MAHKEMESİ : Ağır Ceza Mahkemesi
SUÇ : Nitelikli dolandırıcılık
Nitelikli dolandırıcılık suçundan sanıkların beraatına ilişkin hükümler, katılan vekili tarafından temyiz edilmekle, dosya incelenerek gereği düşünüldü;
Sanıklar M.. Y.. ve S.. Y.."in, hayvancılık yapan katılandan 30 adet koyunu 6.000 TL"ye satın aldıkları, karşılığında M.. Y.."in borçlu, S.. Y.."in kefil olarak imzaladığı 13/02/2006 vade tarihli senedi verdikleri, borcun 1.950 TL"sini peyderpey ödedikleri, kalan paranın ödenmesi için katılanın 09/03/2006 tarihinde sanık M.. Y.. ile görüşüp yanında tanık Ö.. A.. olduğu halde buluştukları, sanık M.."in sanık M.. Ö.."i veteriner olarak tanıştırdığı ve A.. R..."ya hayvan sattığını, ondan alacağı parayı çek olarak kendisine vereceğini söylediği, sanık A.. R.."Nın Şekerbank .. şubesi ... nolu hesaptan verilme çeki 30/03/2005 tarih ve 4.100 TL bedelli olarak düzenleyerek katılana verdiği, buna karşılık katılanın da 6.000 TL"lik senedi sanıklar M.. ve S.."e iade ettiği, katılanın çeki ibrazında çekin tedavülden kalktığının, çek vasfının bulunmadığının bildirildiği, sanıkların bu şekilde atılı nitelikli dolandırıcılık suçunu işledikleri iddia edilen olayda;
1- Sanıklar S.. Y.. ve M.. Ö.. hakkında kurulan hükümlerin incelenmesinde;
Sanık M.. Ö.."in savunmalarında, katılan ile diğer sanıklar arasındaki hayvan alışverişi konusunda herhangi bir bilgisi olmadığını, kendisinin katılandan borç para alması nedeniyle söz konusu çeki verdiğini belirttiği, Şekerbank .. şubesinden alınan yazı cevabında, çekte görünen tarihe göre çekin geçerli olduğu, ancak; çekte yazılı tarihte karşılığının bulunmadığının bildirildiği, katılanın çeki aldığını beyan ettiği tarih ile çekte yazılan tarihin birbiri ile uyuşmadığı, suça konu çekin üzerindeki tarih dikkate alındığında, katılanın çekin verildiğini beyan ettiği tarihten yaklaşık bir yıl öncesine ait olduğu ve bu husus açıkça görülebileceğinden aldatıcılık unsurunun bulunmayacağı, diğer taraftan söz konusu çekin sahte olmadığı, sanık M.. Ö.."e ait hesaba ilişkin olup, üzerindeki tarihte geçerli olduğunun bildirildiği, sanıkların birlikte hareket ederek, ortak suç işleme iradesiyle katılanı dolandırdıklarına ilişkin kesin ve inandırıcı delil elde edilemediği anlaşılmakla; sanıkların atılı suçtan beraatına ilişkin hükümlerde bir isabetsizlik görülmemiştir.

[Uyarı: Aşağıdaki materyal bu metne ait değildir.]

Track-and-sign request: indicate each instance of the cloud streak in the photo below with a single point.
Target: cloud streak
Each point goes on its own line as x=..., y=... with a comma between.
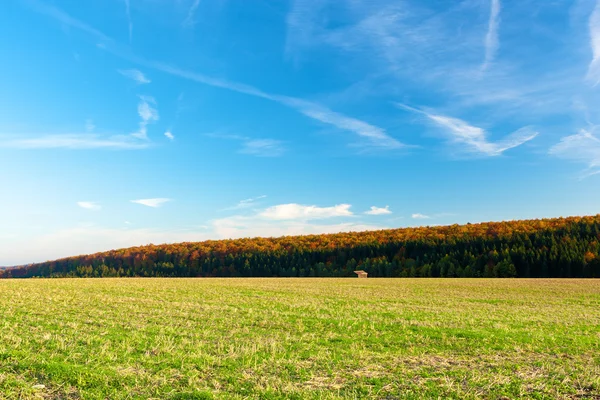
x=189, y=19
x=135, y=75
x=375, y=137
x=474, y=139
x=77, y=141
x=256, y=147
x=593, y=74
x=148, y=114
x=246, y=203
x=89, y=205
x=379, y=210
x=583, y=147
x=130, y=24
x=491, y=38
x=295, y=211
x=154, y=203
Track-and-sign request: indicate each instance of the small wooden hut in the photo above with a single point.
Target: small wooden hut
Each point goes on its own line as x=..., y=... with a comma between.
x=361, y=274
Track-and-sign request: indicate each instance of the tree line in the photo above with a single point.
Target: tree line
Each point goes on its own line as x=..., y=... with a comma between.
x=554, y=248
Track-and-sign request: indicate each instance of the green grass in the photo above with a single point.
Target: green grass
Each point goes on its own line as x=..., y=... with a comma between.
x=299, y=339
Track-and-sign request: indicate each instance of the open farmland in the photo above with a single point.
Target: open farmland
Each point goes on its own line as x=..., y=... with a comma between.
x=299, y=338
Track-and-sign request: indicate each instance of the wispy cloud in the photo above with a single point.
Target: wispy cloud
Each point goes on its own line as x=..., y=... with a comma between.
x=254, y=146
x=583, y=147
x=246, y=203
x=475, y=138
x=89, y=205
x=130, y=24
x=594, y=27
x=302, y=212
x=288, y=219
x=420, y=216
x=89, y=125
x=154, y=203
x=263, y=147
x=379, y=210
x=77, y=141
x=375, y=137
x=148, y=113
x=135, y=74
x=491, y=38
x=65, y=18
x=189, y=19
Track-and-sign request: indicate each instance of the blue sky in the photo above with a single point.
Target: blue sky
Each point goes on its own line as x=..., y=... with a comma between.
x=127, y=122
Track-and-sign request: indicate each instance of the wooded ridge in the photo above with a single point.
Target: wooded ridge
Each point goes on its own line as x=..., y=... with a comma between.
x=560, y=247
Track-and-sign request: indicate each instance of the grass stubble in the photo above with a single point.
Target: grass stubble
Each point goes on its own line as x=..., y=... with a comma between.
x=299, y=339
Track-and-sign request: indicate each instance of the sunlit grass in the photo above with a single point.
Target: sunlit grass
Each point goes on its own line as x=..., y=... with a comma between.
x=299, y=338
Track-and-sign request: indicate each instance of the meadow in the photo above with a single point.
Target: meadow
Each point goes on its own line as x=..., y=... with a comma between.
x=269, y=338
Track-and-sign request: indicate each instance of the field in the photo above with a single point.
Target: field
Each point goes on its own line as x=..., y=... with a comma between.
x=299, y=338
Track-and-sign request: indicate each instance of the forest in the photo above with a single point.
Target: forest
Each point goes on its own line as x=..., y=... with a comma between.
x=542, y=248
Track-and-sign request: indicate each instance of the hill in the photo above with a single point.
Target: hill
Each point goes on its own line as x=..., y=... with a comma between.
x=559, y=247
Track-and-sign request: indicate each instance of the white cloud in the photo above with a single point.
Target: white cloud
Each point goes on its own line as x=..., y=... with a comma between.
x=89, y=126
x=594, y=27
x=583, y=147
x=491, y=38
x=65, y=19
x=474, y=137
x=130, y=24
x=148, y=113
x=78, y=141
x=420, y=216
x=301, y=212
x=379, y=210
x=189, y=20
x=154, y=203
x=89, y=205
x=239, y=227
x=246, y=203
x=373, y=135
x=88, y=240
x=135, y=75
x=255, y=147
x=376, y=137
x=263, y=147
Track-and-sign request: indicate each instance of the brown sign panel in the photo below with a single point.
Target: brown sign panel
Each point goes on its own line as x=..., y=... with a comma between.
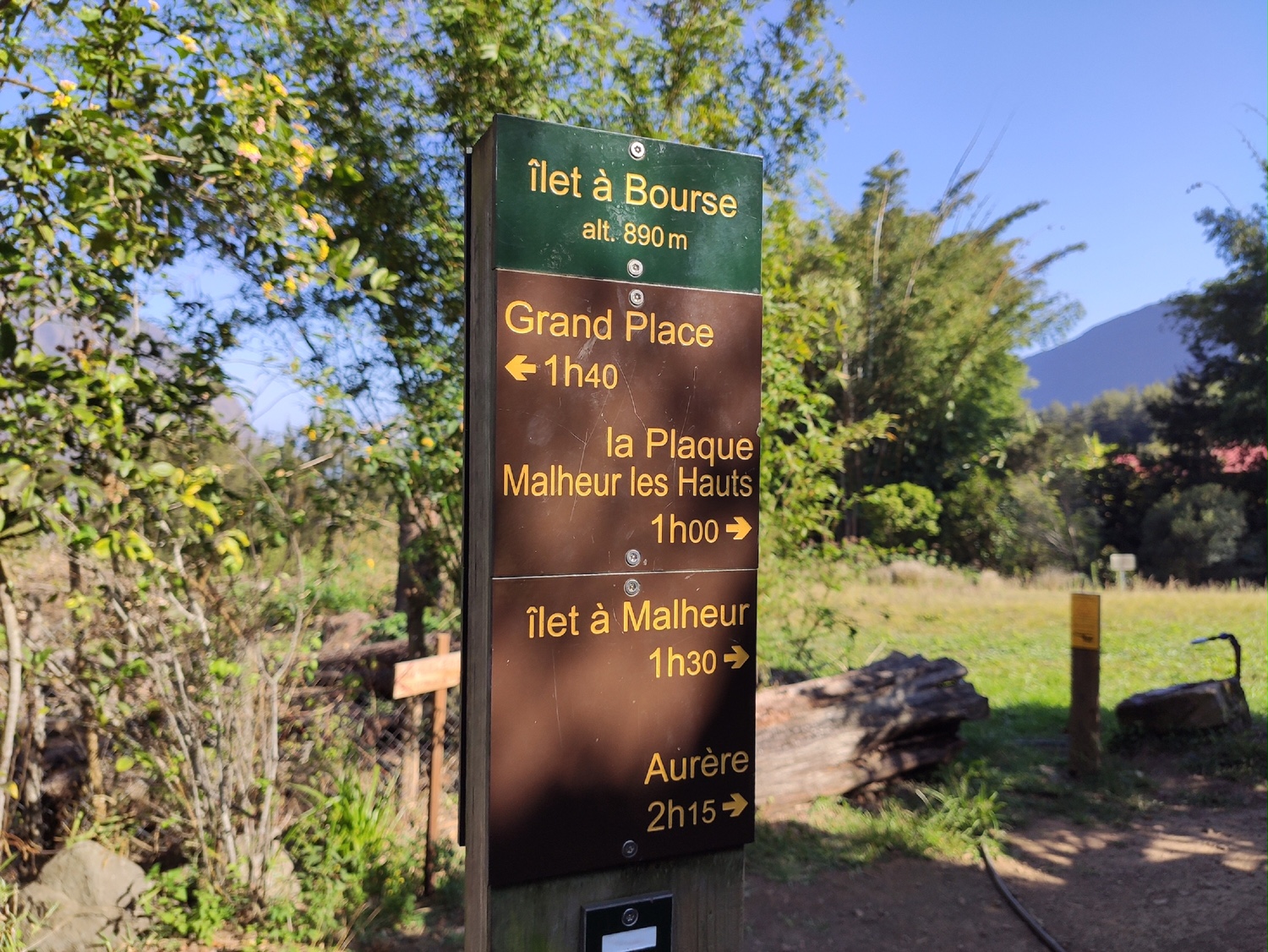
x=626, y=420
x=621, y=719
x=1085, y=621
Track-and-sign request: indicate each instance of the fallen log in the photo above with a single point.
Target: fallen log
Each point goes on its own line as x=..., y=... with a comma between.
x=832, y=736
x=372, y=665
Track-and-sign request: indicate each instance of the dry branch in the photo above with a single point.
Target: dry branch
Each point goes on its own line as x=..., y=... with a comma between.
x=832, y=736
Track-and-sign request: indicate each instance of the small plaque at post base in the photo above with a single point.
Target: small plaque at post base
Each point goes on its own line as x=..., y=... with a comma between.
x=643, y=923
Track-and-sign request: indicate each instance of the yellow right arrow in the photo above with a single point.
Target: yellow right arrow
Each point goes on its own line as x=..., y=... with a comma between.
x=517, y=367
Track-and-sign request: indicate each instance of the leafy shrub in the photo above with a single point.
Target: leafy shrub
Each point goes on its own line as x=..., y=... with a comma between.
x=358, y=867
x=1194, y=533
x=183, y=905
x=900, y=515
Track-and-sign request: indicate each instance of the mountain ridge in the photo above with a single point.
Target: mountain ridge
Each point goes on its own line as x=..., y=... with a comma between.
x=1136, y=349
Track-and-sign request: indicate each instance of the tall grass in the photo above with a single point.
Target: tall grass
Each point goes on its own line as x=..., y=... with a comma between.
x=1014, y=642
x=948, y=819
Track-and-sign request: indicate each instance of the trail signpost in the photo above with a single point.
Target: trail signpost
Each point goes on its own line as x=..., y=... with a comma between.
x=1085, y=724
x=613, y=406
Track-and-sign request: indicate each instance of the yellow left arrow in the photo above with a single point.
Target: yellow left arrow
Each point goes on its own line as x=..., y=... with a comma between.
x=519, y=367
x=735, y=805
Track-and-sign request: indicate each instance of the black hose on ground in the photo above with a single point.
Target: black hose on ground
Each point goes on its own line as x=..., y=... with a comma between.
x=1031, y=922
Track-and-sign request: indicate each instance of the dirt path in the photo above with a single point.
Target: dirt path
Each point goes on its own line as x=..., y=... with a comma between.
x=1187, y=878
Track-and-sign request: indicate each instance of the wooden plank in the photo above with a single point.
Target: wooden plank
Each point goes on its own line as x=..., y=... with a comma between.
x=478, y=539
x=421, y=676
x=436, y=776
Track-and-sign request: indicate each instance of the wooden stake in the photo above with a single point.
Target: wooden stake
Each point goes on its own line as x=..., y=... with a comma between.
x=411, y=758
x=436, y=777
x=1085, y=725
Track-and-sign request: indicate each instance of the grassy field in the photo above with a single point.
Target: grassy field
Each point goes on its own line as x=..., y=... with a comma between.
x=1014, y=643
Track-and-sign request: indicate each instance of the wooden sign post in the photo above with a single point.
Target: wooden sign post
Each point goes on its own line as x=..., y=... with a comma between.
x=413, y=680
x=1085, y=725
x=610, y=584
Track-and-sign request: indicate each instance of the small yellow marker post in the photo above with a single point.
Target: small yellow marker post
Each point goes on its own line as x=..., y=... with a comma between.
x=1085, y=725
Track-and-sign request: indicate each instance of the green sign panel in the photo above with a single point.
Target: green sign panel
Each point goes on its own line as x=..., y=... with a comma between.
x=600, y=205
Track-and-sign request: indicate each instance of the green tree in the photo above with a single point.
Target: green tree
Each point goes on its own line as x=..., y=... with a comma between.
x=126, y=142
x=1194, y=533
x=1215, y=421
x=931, y=316
x=401, y=90
x=1224, y=400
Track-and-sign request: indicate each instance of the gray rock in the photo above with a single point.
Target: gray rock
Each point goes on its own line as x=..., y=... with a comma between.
x=91, y=875
x=83, y=899
x=1200, y=706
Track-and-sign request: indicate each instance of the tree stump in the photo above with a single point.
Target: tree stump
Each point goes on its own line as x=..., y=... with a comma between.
x=832, y=736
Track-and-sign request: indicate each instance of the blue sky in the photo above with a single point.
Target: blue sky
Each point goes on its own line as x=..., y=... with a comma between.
x=1107, y=111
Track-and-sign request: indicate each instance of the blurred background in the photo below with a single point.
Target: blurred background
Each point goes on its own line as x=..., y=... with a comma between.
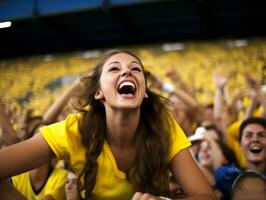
x=46, y=44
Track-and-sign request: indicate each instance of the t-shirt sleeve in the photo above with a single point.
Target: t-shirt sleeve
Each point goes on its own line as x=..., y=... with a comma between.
x=62, y=136
x=179, y=140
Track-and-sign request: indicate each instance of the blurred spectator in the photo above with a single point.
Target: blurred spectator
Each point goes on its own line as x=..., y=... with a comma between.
x=249, y=185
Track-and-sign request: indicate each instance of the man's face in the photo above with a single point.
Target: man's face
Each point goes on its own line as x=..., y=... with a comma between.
x=253, y=143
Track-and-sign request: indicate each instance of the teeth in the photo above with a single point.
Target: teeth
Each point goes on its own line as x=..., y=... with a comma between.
x=126, y=83
x=255, y=148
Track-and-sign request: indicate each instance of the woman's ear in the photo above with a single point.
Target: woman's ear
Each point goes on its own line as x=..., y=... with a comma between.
x=98, y=95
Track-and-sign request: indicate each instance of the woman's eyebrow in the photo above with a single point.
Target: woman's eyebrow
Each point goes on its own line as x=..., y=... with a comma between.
x=117, y=62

Yapılan yargılama sonunda, yüklenen suçların sanıklar tarafından işlendiğinin sabit olmadığı gerekçe gösterilerek mahkemece kabul ve takdir kılınmış olduğundan, katılan vekilinin sanık beyanlarındaki çelişkilerin giderilmediğine ve atılı suçun unsurlarının oluştuğuna ilişkin temyiz itirazlarının reddiyle, beraate ilişkin hükümlerin ONANMASINA,
2- Sanık M.. Y.. hakkında kurulan hükmün incelenmesinde;
Sanığın hükümden önce 10/11/2011 tarihinde öldüğünün UYAP üzerinde MERNİS"ten temin edilen nüfus kaydından anlaşılması karşısında, hakkında açılan kamu davasının 5237 sayılı TCK"nın 64/1. maddesi uyarınca düşürülmesine karar verilip verilmeyeceğinin mahkemesince değerlendirilmesi gerektiğinin gözetilmemesi,
Bozmayı gerektirmiş, katılan vekilinin temyiz itirazları bu itibarla yerinde görülmüş olduğundan, sair yönleri incelenmeyen hükmün bu nedenle, 5320 sayılı Kanun"un 8/1. maddesi gereğince uygulanması gereken 1412 sayılı CMUK"nın 321. maddesi uyarınca BOZULMASINA, 17/05/2016 tarihinde oy birliğiyle karar verildi.